The last topic in the course was introduction to mobile programming. This learning module was built around authoring educational material in HTML5 format and wrapping the authored material to a native mobile phone application. Participants authored a piece of material about their robotics experiences. Ready materials were packed together and converted to an iOS app which was tested in a simulator. Deployment to physical devices (Android or Apple mobiles or tablets) was not possible on this time due to lack of needed SDKs (software development kit). These tools are freely available on internet but unreliable and slow internet connection of EIT prevented us to download these tools. However, simulator view to iOS app gave sufficient enough feeling about how the app would look like.
The last day of the course was dedicated for finalizing educational videos and screening them to all participants. Furthermore, we visited Vice President of EIT, Professor Ghebrehiwet Medhanie and provided him our report about the course activities. Prof. Medhanie also signed Memorandum of Understanding covering project activities on behalf of EIT.
Afternoon of the last course day was for feedback and certificate ceremonies. It was great to hear that participants saw the course very useful for themselves as well as for building the forthcoming activities at the EIT edtech lab. All in all, both courses set very good ground for further project activities and gave a lot of confidence that ICT4EEDU project can be implemented successfully and it can make difference in the country.
Of course the week in Asmara accommodated other activities than teaching too. When walking in the city, Asmara proved to be very peaceful and easy city to go around. We had some delicious injera dinners with a variety of local dishes, as well as very nice Red Snapper in red chili sauce at the Italian restaurant which Andrés strongly suggested for us. One participant of the course also arranged us traditional coffee ceremony during Thursday afternoon. I must say it was one the best coffee experience I have had!

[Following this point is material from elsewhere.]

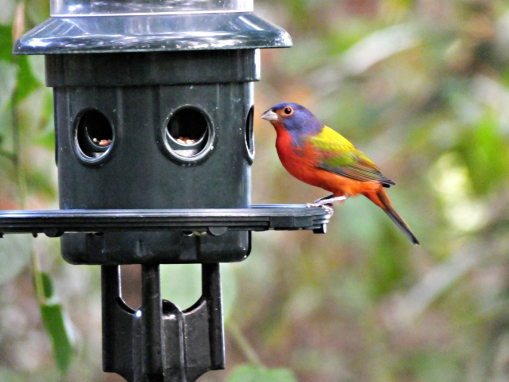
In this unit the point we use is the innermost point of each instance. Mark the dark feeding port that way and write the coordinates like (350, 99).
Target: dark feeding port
(189, 134)
(94, 135)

Finally, after the course we spent some hours by sightseeing Asmara and its mountain outskirts during sunset on Friday evening. The views were truly amazing and we had great time on seeing when the darkness settled over the mountains. Saturday, the last day of the trip, was for packing and discussing the remaining open issues for the further project plans. We also went out to city for some shopping and having relaxed time with our Eritrean friends, and then it was a time for farewell.
So what about the IKEA furniture? Still on Saturday evening Hanna from FCA cordially invited us to join to an effort to setup few IKEA items in the “most beautiful house in Asmara”. And indeed, the house was marvellous! With joint Swedish-Finnish forces we managed to complete the bed after only few error-trial rounds. Then was time for a dinner and some memorable moments with almost full Finnish community in Asmara (that’s not too much what it comes to number of people, though). Final packing in the hotel and then we were ready to go! Marcus and I had flights departing close to each other, so Samuel made an effort in the middle of the night to take us to the airport. Thanks for that!
What Eritrea show me, was hot and dry weather, extremely friendly people, good food, great coffee, and lot of excitement around what we are doing in the project. Looking forward for the next visit sometime in October, and meeting Eritrean colleagues even before that in May in Finland!